It's not like I'm not trying my honest best I can right now. The "Fake it to make it" tactic is just another lie. And I have lied enough, and tried that tactic anyways. 

Honestly, if she came to me this minute and said "You cheated on me you rat bastard! And you REALLY need to work hard to keep me or I'm gone!", it just might do something for US (notice I didn't say "me").

Hell, I don't know anything anymore.


----------



## deejov

You don't have to have all the answers, right now, do you?

Please give yourself credit for trying. And being honest. That takes a lot of courage. It's a process. It's hard to look inside. Because what you find might mean your life isn't what you want. That's okay.

Thanks for sharing, I hope you are able to work it out, whatever that turns out to be. It can take a long time to resolve these things. She might just blow up at you, yet.


----------



## HerToo

No, I don't have answers. Nothing but questions and doubt.

Thank you.


----------



## rfAlaska

I don't think you're trying. I think you're trying to force her into making the decision you are afraid to make. You feel nothing for her. You never will. Engage and try or muster up some intestinal fortitude and move on. Anything else is simply delaying what seems to be the inevitible.
_Posted via Mobile Device_


----------



## marksaysay

ITA.^^^^^
_Posted via Mobile Device_


----------



## pidge70

rfAlaska said:


> I don't think you're trying. I think you're trying to force her into making the decision you are afraid to make. You feel nothing for her. You never will. Engage and try or muster up some intestinal fortitude and move on. Anything else is simply delaying what seems to be the inevitible.
> _Posted via Mobile Device_


:iagree: I basically made the same observation on one of your other threads.
_Posted via Mobile Device_


----------



## myelw316

HerToo,
I think a couple things are going on: 
A. you have said something that is posted here a LOT as something people who are on your wife's side of the fence need to do...it's something I just was able to do myself recently and it is hard...you need your wife to get herself some RESPECT so that YOU can respect her. That is really kind of good that you can recognize that.
B. people have trouble 'feeling' good things about those they love (or anyone) when they are NOT feeling good things about themselves. I believe truly that is why you are feeling nothing...for her or possibly anyone. You need to love yourself before you can love someone else. You are at least at a starting point because you don't like what you did and you can see that if your wife stood up to you and said you needed to fight for her you'd maybe get SOME feeling about something back. 
You aren't as far gone as you think. It's fixable. Maybe not through a counselor, though....I haven't found many are good at ALL!!
Get her the Love Must Be Tough book and tell her to get herself some respect and that things might improve if she does.


----------



## HerToo

We went out and had a nice time. I wasn't in the best of moods, but I didn't express it much at all. We had a simple dinner out at a local place that has good food and a variety of micro brews. I had one beer. First in a long time. 

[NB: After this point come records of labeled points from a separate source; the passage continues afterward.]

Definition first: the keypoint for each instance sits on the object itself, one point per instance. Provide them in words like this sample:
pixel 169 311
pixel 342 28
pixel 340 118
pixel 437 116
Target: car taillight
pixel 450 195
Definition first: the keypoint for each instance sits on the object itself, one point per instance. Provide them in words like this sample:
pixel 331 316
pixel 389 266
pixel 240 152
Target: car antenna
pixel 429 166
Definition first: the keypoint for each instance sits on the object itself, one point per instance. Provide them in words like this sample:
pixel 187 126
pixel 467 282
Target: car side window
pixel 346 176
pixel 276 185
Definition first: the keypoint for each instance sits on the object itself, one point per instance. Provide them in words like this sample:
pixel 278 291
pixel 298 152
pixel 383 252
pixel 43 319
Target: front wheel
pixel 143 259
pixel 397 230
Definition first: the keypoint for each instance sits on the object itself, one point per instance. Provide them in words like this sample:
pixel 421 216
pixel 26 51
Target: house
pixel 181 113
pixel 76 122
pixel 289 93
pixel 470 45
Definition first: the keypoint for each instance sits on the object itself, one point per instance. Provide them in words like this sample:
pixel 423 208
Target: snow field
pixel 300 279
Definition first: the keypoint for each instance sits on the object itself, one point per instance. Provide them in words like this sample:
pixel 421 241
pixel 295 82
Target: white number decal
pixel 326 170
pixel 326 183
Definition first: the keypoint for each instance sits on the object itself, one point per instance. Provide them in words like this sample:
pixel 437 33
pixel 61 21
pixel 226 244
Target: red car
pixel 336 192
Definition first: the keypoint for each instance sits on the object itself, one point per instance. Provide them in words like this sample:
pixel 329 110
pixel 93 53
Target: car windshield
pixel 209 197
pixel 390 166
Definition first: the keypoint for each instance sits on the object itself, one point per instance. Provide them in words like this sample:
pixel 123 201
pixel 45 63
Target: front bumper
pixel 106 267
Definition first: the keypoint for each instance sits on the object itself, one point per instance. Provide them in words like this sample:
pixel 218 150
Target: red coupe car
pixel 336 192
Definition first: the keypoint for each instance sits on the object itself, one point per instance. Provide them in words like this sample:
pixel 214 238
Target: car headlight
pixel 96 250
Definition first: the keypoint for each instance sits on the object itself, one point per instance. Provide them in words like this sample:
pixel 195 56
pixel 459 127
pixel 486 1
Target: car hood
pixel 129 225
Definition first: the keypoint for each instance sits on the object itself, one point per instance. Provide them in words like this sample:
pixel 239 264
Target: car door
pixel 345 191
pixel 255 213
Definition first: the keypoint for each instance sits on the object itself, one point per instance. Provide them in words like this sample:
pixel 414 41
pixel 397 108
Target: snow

Then we went to a fun zone like place and did some activities together. It got late (for us early risers), so we went home. 

It was decent night out, but I still didn't feel any passion at any time. I wish I knew why.

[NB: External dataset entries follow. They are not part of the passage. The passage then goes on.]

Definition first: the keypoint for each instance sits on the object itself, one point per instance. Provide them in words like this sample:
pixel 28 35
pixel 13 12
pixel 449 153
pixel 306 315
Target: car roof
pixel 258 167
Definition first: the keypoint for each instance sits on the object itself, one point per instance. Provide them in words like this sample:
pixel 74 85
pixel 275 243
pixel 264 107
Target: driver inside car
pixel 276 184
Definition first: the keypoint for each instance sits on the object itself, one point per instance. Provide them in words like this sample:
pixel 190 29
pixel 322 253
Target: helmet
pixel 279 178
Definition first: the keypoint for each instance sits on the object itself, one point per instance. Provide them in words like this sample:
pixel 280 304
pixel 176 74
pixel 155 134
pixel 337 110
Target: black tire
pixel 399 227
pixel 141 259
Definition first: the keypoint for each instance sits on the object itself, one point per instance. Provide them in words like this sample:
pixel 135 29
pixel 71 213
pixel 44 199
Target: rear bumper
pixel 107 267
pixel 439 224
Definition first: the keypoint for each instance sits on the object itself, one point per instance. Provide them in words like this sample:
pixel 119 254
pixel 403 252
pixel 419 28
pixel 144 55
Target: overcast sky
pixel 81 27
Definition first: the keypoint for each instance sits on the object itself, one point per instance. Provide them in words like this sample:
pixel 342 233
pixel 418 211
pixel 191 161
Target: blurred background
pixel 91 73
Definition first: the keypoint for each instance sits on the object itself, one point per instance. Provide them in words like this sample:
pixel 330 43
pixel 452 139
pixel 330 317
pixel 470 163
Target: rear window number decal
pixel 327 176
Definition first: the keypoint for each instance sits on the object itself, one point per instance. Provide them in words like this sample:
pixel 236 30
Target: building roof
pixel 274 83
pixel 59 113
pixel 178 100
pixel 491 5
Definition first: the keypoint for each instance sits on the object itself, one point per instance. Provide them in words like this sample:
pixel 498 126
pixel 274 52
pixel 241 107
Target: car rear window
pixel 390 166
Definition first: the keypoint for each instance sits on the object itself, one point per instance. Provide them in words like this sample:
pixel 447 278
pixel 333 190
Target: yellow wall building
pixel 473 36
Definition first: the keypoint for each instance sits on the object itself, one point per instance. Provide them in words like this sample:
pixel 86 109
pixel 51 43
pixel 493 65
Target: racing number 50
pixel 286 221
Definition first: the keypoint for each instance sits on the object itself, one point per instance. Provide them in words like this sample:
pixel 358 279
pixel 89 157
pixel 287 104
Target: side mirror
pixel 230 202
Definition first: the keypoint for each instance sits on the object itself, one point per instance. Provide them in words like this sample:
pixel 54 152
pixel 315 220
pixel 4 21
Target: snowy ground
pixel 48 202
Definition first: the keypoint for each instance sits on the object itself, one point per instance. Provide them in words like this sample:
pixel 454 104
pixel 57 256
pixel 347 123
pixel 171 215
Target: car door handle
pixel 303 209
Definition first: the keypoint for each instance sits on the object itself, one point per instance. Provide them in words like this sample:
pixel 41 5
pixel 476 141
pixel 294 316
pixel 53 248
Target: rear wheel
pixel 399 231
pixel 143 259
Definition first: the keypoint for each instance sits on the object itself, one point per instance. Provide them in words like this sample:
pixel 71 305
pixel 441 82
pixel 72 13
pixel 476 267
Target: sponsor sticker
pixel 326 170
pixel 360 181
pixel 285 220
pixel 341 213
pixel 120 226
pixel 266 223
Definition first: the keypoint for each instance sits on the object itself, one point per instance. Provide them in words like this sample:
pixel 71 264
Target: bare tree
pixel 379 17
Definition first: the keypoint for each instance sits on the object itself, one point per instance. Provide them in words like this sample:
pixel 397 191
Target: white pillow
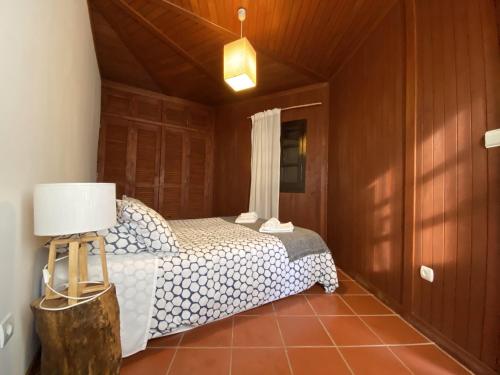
pixel 118 240
pixel 149 226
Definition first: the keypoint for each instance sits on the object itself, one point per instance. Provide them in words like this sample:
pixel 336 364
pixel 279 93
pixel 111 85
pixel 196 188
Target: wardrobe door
pixel 114 149
pixel 198 181
pixel 173 173
pixel 145 164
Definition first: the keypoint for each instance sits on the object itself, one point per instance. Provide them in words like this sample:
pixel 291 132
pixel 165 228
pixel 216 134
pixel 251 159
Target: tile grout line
pixel 331 339
pixel 382 341
pixel 453 359
pixel 232 345
pixel 175 354
pixel 295 346
pixel 282 340
pixel 388 347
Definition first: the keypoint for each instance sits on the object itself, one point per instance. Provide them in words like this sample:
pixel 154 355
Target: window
pixel 293 156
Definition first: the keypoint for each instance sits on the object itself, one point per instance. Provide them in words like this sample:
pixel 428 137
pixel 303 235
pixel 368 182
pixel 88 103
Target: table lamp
pixel 74 209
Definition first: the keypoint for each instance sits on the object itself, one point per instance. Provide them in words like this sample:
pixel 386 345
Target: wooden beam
pixel 214 26
pixel 94 5
pixel 166 39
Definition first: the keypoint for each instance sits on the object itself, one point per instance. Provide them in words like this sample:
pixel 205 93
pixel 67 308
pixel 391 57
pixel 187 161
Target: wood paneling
pixel 412 131
pixel 366 160
pixel 233 150
pixel 157 149
pixel 176 47
pixel 452 180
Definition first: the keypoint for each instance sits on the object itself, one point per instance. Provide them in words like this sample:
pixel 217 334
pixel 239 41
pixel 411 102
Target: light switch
pixel 427 273
pixel 6 330
pixel 492 138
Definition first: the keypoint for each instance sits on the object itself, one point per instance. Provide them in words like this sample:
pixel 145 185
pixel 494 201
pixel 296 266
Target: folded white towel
pixel 247 218
pixel 273 225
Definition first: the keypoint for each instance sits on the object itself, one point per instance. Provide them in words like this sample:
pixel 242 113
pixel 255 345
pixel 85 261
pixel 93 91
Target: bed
pixel 225 268
pixel 221 269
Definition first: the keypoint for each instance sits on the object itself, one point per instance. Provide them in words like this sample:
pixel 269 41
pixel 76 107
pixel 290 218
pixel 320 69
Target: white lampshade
pixel 70 208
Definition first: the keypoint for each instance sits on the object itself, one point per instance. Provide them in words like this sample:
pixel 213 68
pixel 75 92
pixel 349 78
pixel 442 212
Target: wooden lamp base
pixel 77 268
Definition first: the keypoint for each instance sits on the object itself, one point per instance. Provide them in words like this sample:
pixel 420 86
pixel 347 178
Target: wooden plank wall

I haven't given up. And she hasn't given up on me, yet.


----------



## myelw316

Have you considered maybe you are just putting too much pressure on yourself? If you constantly are 'waiting to feel passion' it's like you're constantly being monitored. It would be hard to feel anything but monitored or out of sorts in that way, I would think.
Maybe just go on with life and decide to see how you feel only once a month or something? You know how they tell you to only weigh yourself once a week or once a month....maybe try that with evaluating things. It'll come back...give yourself a little time. It's hard to always feel pressured, even if you are the only one giving yourself the pressure!


----------



## margojablo

hey there...
well im stuck in a terrible marriage i hav e no moeney to get out and it is what it is....i hae hobbies etc...i just dont think about how that would be to have someone nice near ...my husband is a mean selfish person...but i cant get out ...so i focus on things i like .....
i cant change him...i tried .....
i can change me ...........there is so much more in a world then one person limiting your view.........enjoy your life despite all problems in 50 years it all will not even matter ...live now !!!!!!!!!! despite all negativity.......i do
pretty good ...........!!!!!!!!!!!!!!You can too for now ,,,,,,


----------



## Gabriel

HerToo - in my opinion you are just not being patient. You want to fix the way you feel way too fast. You've been on here a LOT with multiple threads, etc, looking for answers because you don't like the way this whole thing feels.

You need to give this more time. In the end, you may never feel the passion again and you then should let your wife go gently, but it's too soon. 

Nobody wants to hear this, but you've been wallowing far too much. Just live life. Enjoy little things. Eventually those little things add up and connect to more happiness. 

You have to act a certain way to make the feelings come back. You can't just wait for them. At some point, yes, if it's not working then you can't force it. But I would say 1 year is a good time frame. She's given you the precious gift of forgiveness. You can give it a year. 

But here's the thing - you can CONSTANTLY assess how things are going every FREAKING day. Just live. Promise yourself you won't assess your feelings for a whole month. Get off this board for that time. It's amazing what that can do. You are overanalyzing yourself into oblivion.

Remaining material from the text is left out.